Election results held surprises even in California, supposedly the bastion of Big Government. Even while they voted two-to-one for the Democratic presidential candidate, California voters rejected measures he endorsed on the state ballot. They rejected expansion of rent control (Proposition 21), race-based affirmative action (Proposition 17), increased property taxes on businesses (Proposition 15), and the essence of California’s Assembly Bill 5 restricting independent contractors (by supporting Proposition 22).

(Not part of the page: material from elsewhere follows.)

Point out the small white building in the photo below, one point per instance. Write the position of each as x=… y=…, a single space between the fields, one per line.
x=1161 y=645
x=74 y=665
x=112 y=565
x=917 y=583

The Independent Institute had something to do with this. We had already won key arguments in the court of public opinion. For example, our “Open Letter to Suspend AB-5,” signed by 153 Ph.D. scholars across California and widely promoted, successfully made the case against California’s war on the “gig economy”—thus enhancing momentum for Proposition 22.

Likewise, we argued against a state-mandated “ethnic studies” curriculum, which would have taught high-schoolers that “capitalism is racist” and accused Jews, Koreans, the Irish, Armenians and other minorities of “white privilege” for simply working hard and succeeding. Our arguments in the Los Angeles Times, Wall Street Journal, and many other outlets, influenced Gov. Gavin Newsom to veto the mandated curriculum. And, this victory against racialism carried over into voters’ rejection of Proposition 17.

In California, as elsewhere, Americans were not sold on woke, nor on socialism. Most Americans like America—including individual liberty and the rule of law. This is good news indeed and shows the power of good ideas over bad ones!

Graham H. Walker is President of the Independent Institute and Assistant Editor of The Independent Review: A Journal of Political Economy.